在编程语言层面,OpenAI专门为Jalapeño开发了一门名为Gluon的专有编程语言。Gluon构建在开源的Triton(一种用于编写高效GPU内核的开源领域特定语言)之上,保留了单程序多数据(SPMD)的编程模型,同时向开发者暴露了更底层的硬件抽象。Gluon最独特的设计在于引入了线性布局代数(Linear Layout Algebra: 一种利用数学形式化方法定义和转换内存中数据排布格式的理论),通过严密的数学证明来实现可证明正确的布局转换和最优的内存重排。在Gluon的执行模型中,每个程序都会被映射到一个持久化线程中,这暗示着芯片采用了高效的持久化内核(Persistent Kernel: 让计算内核常驻硬件执行单元,避免频繁启动和销毁开销的编程模式)编程范式,并配合解耦的数据预取和乱序执行单元,指向了一种纯粹的数据流式编程模型。
graph TD
A[用户推理请求] --> B[Teacup 推理引擎]
B --> C[Gluon 编译器]
C --> D[Codex 自动生成/优化内核]
D --> E[线性布局代数优化]
E --> F[Jalapeño 乱序执行核心]
F --> G[高带宽 HBM4 内存读取]
在系统集成和机架设计上,OpenAI展现了卓越的工程落地能力。整个系统采用了一种以食物命名的趣味命名体系。在物理机架层面,系统由一个CPU主机机架和一个ASIC计算机架配对组成。主机机架内部装有16个名为Katsu(日式炸猪排)的CPU托盘,每个Katsu托盘水平直连到右侧ASIC机架中对应名为Vindaloo(印度咖喱)的ASIC计算托盘。每个Katsu主机托盘配备了两颗AMD EPYC系列处理器、1.5 TB的系统内存以及大容量SSD存储,并通过8根外部PCIe直连铜缆与ASIC托盘进行超高带宽的物理互联。整个ASIC机架包含16个Vindaloo托盘和8个名为Chana(鹰嘴豆)的扩展交换托盘。每个Vindaloo托盘上集成了8颗Jalapeño芯片,整个机架共计128颗芯片,彼此通过高速铜缆背板连接至Chana交换机。
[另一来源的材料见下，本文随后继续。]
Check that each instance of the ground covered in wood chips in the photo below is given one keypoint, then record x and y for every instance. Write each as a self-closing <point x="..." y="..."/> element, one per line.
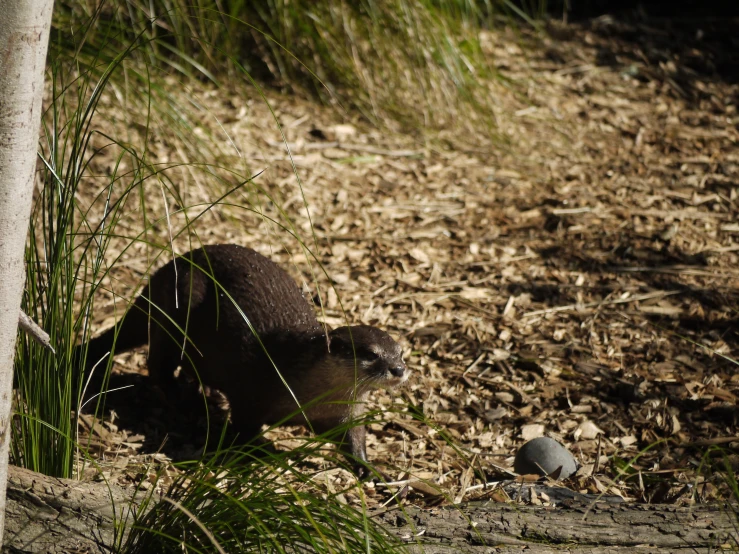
<point x="576" y="278"/>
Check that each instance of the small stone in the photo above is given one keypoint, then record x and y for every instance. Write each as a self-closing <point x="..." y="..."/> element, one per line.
<point x="544" y="456"/>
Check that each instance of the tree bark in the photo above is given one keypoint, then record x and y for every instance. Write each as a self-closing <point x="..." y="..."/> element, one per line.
<point x="50" y="515"/>
<point x="24" y="39"/>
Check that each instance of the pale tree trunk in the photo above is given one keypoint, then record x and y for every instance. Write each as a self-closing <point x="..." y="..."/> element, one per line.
<point x="24" y="38"/>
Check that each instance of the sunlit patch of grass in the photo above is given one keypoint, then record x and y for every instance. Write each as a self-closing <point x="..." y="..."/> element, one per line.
<point x="255" y="499"/>
<point x="406" y="65"/>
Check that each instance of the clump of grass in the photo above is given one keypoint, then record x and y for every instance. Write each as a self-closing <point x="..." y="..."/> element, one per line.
<point x="254" y="500"/>
<point x="64" y="264"/>
<point x="407" y="65"/>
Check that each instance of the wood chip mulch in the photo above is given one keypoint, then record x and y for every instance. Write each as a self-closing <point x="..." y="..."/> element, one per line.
<point x="577" y="277"/>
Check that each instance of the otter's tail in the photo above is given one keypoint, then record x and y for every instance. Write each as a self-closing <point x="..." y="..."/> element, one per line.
<point x="131" y="331"/>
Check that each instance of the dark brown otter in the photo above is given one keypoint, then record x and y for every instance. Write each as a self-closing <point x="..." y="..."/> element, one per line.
<point x="233" y="318"/>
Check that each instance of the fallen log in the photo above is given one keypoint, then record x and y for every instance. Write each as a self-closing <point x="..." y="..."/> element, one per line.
<point x="51" y="515"/>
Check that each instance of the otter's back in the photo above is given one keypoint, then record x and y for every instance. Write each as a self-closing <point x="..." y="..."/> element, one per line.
<point x="265" y="292"/>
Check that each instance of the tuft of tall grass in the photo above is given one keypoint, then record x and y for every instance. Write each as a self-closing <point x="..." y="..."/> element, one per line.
<point x="64" y="266"/>
<point x="254" y="500"/>
<point x="409" y="65"/>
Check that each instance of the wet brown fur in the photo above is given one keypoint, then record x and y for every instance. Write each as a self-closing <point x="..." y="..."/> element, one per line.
<point x="332" y="376"/>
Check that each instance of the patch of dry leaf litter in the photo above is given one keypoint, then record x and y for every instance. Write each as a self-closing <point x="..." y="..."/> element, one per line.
<point x="578" y="282"/>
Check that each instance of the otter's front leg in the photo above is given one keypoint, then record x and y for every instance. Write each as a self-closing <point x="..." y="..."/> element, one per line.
<point x="354" y="447"/>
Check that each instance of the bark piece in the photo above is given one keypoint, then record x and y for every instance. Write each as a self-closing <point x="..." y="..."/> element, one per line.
<point x="51" y="515"/>
<point x="574" y="527"/>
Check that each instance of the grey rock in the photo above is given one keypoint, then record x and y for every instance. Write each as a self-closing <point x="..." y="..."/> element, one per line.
<point x="543" y="456"/>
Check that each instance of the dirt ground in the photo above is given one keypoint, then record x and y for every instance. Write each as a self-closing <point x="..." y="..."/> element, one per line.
<point x="575" y="278"/>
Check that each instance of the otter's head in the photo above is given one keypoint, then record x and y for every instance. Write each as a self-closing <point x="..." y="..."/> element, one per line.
<point x="371" y="352"/>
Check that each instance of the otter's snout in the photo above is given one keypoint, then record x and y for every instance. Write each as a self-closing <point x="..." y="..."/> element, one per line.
<point x="397" y="370"/>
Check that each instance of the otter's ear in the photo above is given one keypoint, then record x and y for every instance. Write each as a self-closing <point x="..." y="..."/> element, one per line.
<point x="340" y="345"/>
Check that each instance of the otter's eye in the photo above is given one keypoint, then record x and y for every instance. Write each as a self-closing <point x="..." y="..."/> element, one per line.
<point x="366" y="354"/>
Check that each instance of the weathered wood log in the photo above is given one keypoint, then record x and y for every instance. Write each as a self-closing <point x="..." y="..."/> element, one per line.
<point x="52" y="515"/>
<point x="576" y="526"/>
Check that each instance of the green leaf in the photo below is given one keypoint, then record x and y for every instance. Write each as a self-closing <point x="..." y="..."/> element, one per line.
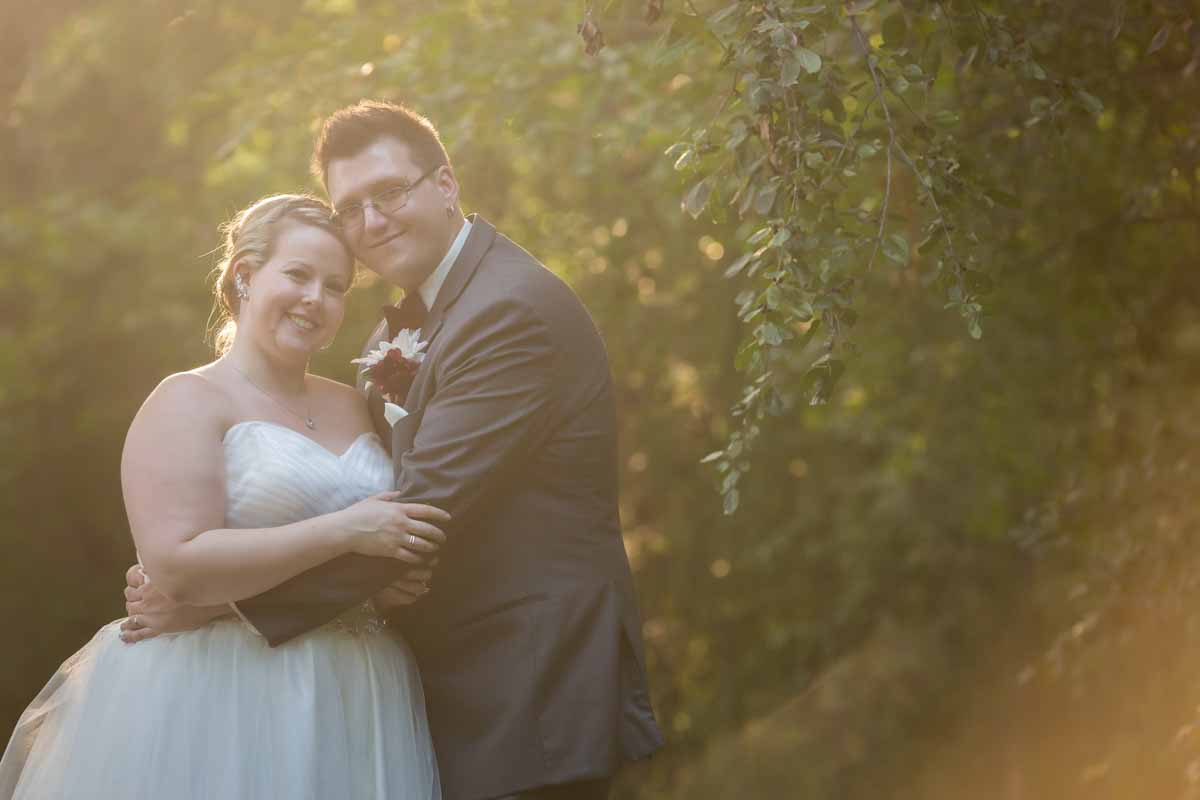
<point x="771" y="334"/>
<point x="897" y="248"/>
<point x="759" y="235"/>
<point x="697" y="198"/>
<point x="809" y="60"/>
<point x="1090" y="101"/>
<point x="766" y="199"/>
<point x="774" y="296"/>
<point x="790" y="71"/>
<point x="738" y="265"/>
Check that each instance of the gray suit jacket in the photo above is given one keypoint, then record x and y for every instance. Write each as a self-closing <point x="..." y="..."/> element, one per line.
<point x="529" y="643"/>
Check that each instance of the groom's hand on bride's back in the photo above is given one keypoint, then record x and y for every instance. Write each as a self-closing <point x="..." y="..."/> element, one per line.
<point x="406" y="591"/>
<point x="151" y="613"/>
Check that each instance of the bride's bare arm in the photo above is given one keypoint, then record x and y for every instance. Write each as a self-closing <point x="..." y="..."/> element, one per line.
<point x="173" y="480"/>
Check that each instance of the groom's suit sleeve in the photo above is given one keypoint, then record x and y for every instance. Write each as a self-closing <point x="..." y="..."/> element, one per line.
<point x="490" y="408"/>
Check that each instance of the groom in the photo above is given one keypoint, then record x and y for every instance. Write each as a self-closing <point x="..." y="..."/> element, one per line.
<point x="529" y="645"/>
整个系统的功耗表现控制得相当出色。在实际生产运行中,CPU主机机架的功耗约为31千瓦,ASIC计算机架的功耗约为130千瓦,两部分合计的总功耗约为160千瓦,这基本相当于一个双倍宽度的英伟达GB300机架的功耗水平。在扩展网络方面,Jalapeño可以在单个扩展网络内连接多达2048颗芯片。机架内部的本地域采用6颗102.4T的Tomahawk 6交换芯片提供全连接,单向带宽达4.8 Tb/s;跨机架的全局域则通过铜背板、204.8T交换芯片和光路交换机组合,提供1.6 Tb/s的全局单向带宽。这种高弹性的网络拓扑设计仅占整个系统总成本的10%左右,但它为未来承载10万亿到20万亿超大参数规模的模型,以及支撑200万到400万Token的超长上下文窗口留出了极为宝贵的物理扩展空间。
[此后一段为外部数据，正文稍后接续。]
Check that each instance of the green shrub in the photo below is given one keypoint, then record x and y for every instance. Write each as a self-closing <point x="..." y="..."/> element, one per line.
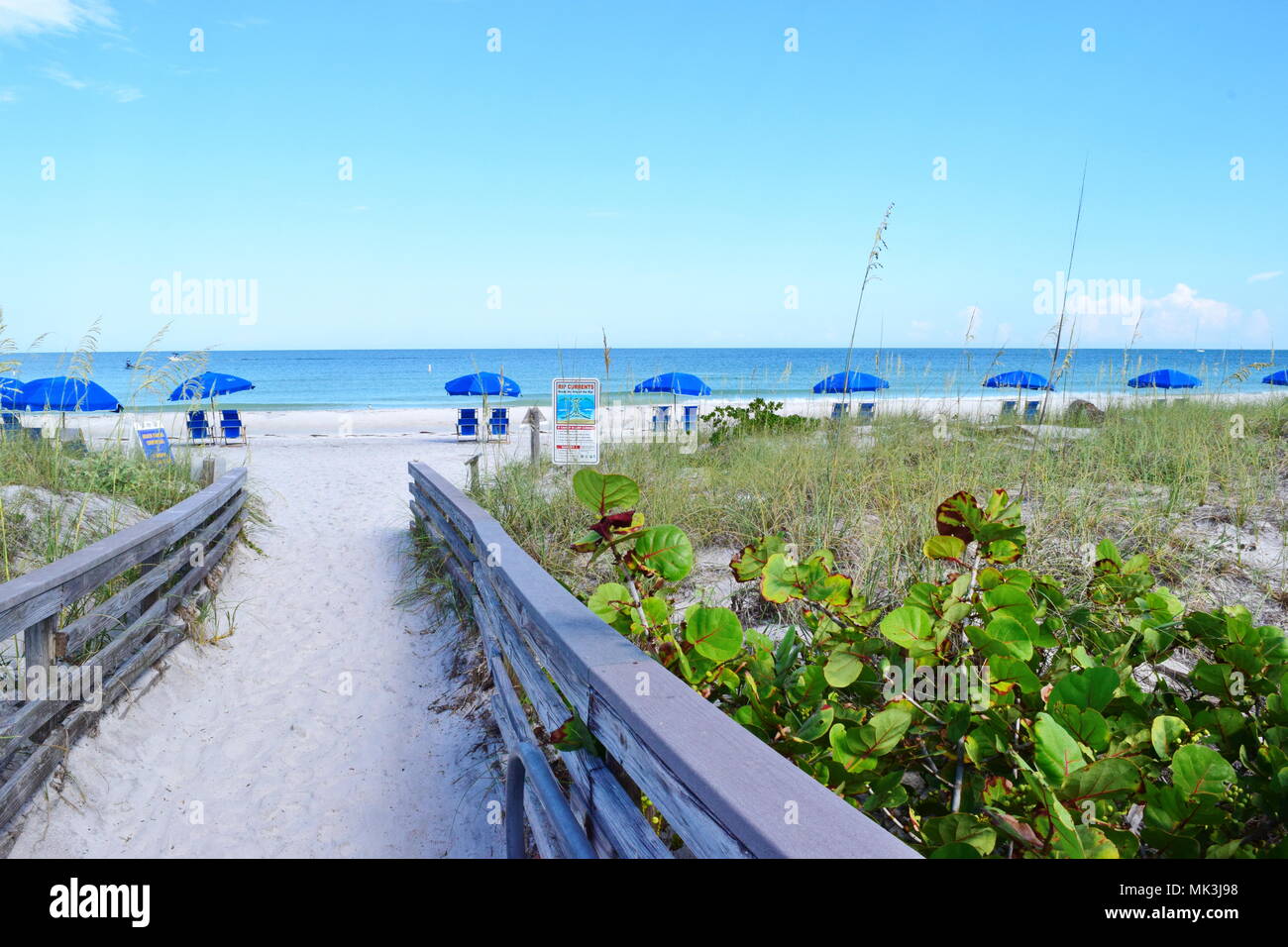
<point x="988" y="714"/>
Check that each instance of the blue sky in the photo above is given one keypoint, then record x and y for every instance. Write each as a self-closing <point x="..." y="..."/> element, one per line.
<point x="518" y="169"/>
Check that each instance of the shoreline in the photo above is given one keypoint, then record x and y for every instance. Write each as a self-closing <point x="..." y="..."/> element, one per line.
<point x="438" y="421"/>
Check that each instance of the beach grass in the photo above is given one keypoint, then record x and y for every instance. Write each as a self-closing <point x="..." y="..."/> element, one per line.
<point x="1199" y="484"/>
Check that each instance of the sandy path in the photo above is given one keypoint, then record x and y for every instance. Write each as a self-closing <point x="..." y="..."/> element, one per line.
<point x="257" y="746"/>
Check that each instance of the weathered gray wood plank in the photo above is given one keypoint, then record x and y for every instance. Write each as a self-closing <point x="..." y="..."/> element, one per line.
<point x="725" y="791"/>
<point x="42" y="592"/>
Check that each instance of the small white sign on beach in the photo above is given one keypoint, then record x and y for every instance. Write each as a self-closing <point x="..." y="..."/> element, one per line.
<point x="575" y="432"/>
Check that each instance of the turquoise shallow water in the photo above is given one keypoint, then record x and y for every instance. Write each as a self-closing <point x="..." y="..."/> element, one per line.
<point x="415" y="377"/>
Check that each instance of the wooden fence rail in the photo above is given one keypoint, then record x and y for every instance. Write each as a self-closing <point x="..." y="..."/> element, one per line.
<point x="125" y="633"/>
<point x="725" y="792"/>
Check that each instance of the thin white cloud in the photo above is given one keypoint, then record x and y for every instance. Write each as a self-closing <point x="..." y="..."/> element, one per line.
<point x="27" y="17"/>
<point x="1173" y="318"/>
<point x="63" y="76"/>
<point x="121" y="93"/>
<point x="245" y="22"/>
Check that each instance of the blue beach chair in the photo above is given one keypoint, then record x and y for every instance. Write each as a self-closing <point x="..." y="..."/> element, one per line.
<point x="467" y="423"/>
<point x="231" y="427"/>
<point x="498" y="425"/>
<point x="198" y="429"/>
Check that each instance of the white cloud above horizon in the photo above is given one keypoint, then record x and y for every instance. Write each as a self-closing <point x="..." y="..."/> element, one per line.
<point x="1177" y="317"/>
<point x="121" y="93"/>
<point x="30" y="17"/>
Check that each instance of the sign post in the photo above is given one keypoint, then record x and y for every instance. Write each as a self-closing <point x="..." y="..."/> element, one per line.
<point x="156" y="445"/>
<point x="575" y="431"/>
Jalapeño的成功不仅代表着一颗芯片的诞生,更向整个半导体与人工智能行业释放出了清晰而震撼的信号:前沿的AI实验室凭借极致的软硬件协同设计,完全有能力在短短16个月内跨越传统芯片公司数十年的技术壁垒,做出初代即超越行业巨头的产品。更具戏剧性的是,设计这颗旨在动摇英伟达CUDA帝国的Jalapeño芯片的AI模型,本身正是运行在英伟达的GPU之上的。虽然Jalapeño距离2027年左右的大规模量产和百兆瓦级数据中心的实际落地还有很长的路要走,但这一技术路径的打通,无疑将促使整个大模型行业重新审视自研芯片的战略定位。